On the screen you could see members of the Cabinet, but the picture was intentionally blurred. The screen showed 10 children -- real children, not illusionary ones -- and an old man in white. First, the children played small bamboo flutes and were seen vying for something, shouting in turn, "Pull" with "Pulling each other" as the response on the screen. Scenes of rioting, automobiles on fire, a blurred picture of Soeharto moving up and down while the phrases "thieves steal, poor thieves, poor people", flashed on screen. Once in a while, dark shadows of shadow puppets played by the children from behind the screen appeared.

In the course of the performance, the audience could see what Bintang and Sigit were doing. They could, for example, see Bintang ask Sigit to help him do something with the other computer. Prior to the performance, the audience could see Bintang, Sigit and the crew busy plugging in cables, and once in a while striking the keyboard of the computer or instructing the computer to do something. Sigit and Bintang, both students of the School of Fine Arts and Designing at Yogyakarta Indonesian Institute of the Arts (ISI), are a couple Indonesian artists who create their work through the instruments of cybertechnology.

A decade ago, people may not have been able to imagine how big the influence of the computer would be on areas such as the fine arts, performing arts, music or photography. Technology has advanced very rapidly, however, and introduced changes to the arts in forms previously unimaginable. Bintang and Sigit's performances from the evening of Aug. 20 at the French-Indonesian Institute (LIP) in Yogyakarta will later be presented on the internet from Sept. 17 in the Worldwide Video Art Festival, which will be participated by, among others, South Africa, Zimbabwe, Chile, the Netherlands, England and Costa Rica. The websites to visit are http://surf.to/on(e)line and www.dds.nl/~gatefoun/confer.htm. On Sept. 17, Bintang and Sigit, along with Heri Dono, will also perform at Cemeti Art Gallery in Yogyakarta. The three are Indonesia's first virtual reality artists.

The computer has not been fully received by Indonesia's art world. It is still considered something weird and unusual to make its full appearance as a work of art. People might regard the show as instantaneous, unauthentic, soulless and without aura. But this was a signal that the era of multimedia arts, the era of "click art", has arrived. It is necessary, therefore, for us to prepare a new logic to be able to appreciate this new kind of art. Bintang and Sigit's logic of art creation differs from that of conventional and manual art. Today's aesthetic discourse has drastically changed: from manual art like statues, paintings and graphic drawings into multimedia art, which is all digital, mechanical and interactive in nature.

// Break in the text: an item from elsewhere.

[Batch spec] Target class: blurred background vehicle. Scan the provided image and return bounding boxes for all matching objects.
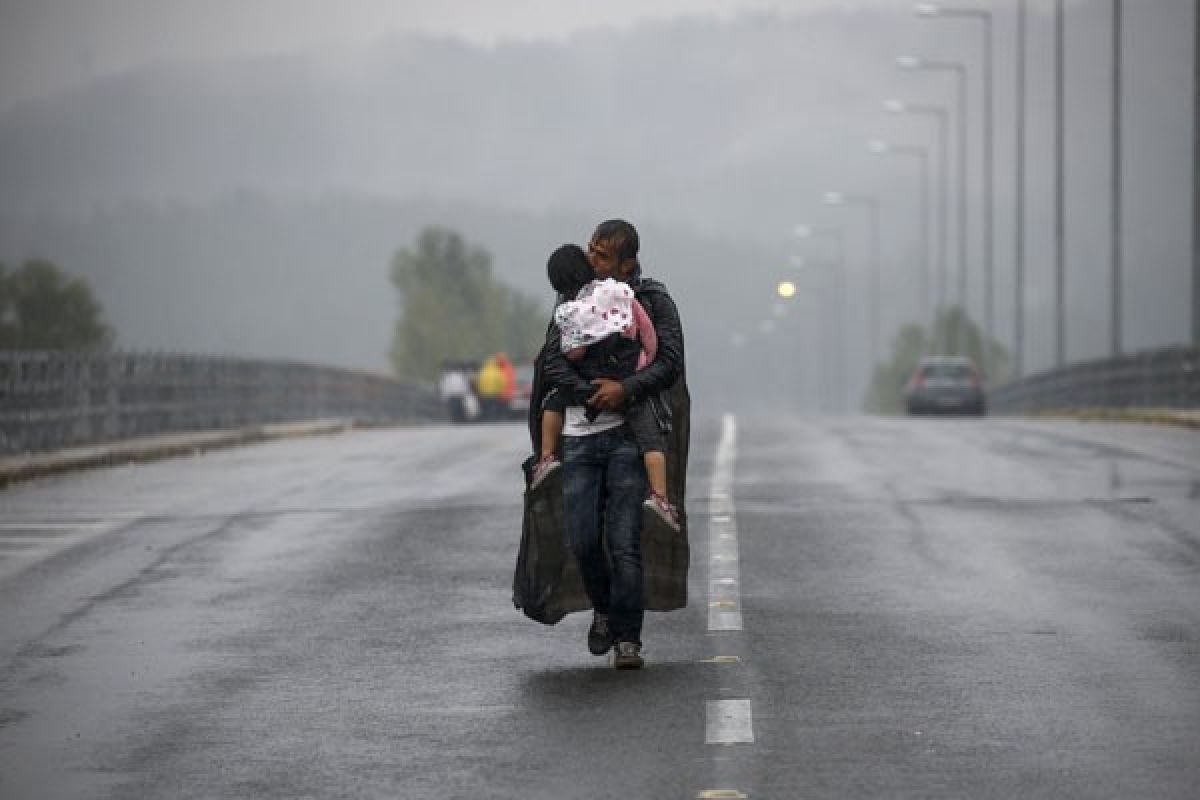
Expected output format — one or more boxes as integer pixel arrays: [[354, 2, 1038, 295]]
[[904, 355, 988, 416], [438, 361, 480, 423]]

The choice of medium by Bintang and Sigit has the consequence of change in message, symbols and narration methods. In short, what usually prevails in the manual art world has become meaningless in Bintang and Sigit's works, which offer a fresh way to look at art.

Manual artwork seems to recognize only two choices: the originals and the fakes. Bintang and Sigit's works have crushed those boundaries because their works were created by a means of copying and taking materials here and there. All is very much instantaneous. Bintang reiterated that. "The most pleasing thing about a computer is its instantaneous and swift nature. If we need a picture, we do not need to make a drawing or take a photograph. It is enough for us only to take clip art or look for a particular picture in a magazine and then scan it. In the same manner, if we need some music, we can simply take it from compact discs, cut the music into parts and blend these parts."

To paint a picture, for example, the requirement is that one must have a specific capability, but the computer has done away with this requirement. One does not need a high level of manual technical capability to be able to make outstanding and difficult effects. This proves that Bintang and Sigit's artwork is egalitarian. Of course, all this does not necessarily mean that their works are easier and less serious than manual painting works. The egalitarian character of arts of this kind is inherent to the medium chosen by Bintang and Sigit. In the end, the success of an artwork is determined by these two things: the capability of an artist to present symbols to the viewers and the extent of the magic effect which may be passed by these symbols to other people.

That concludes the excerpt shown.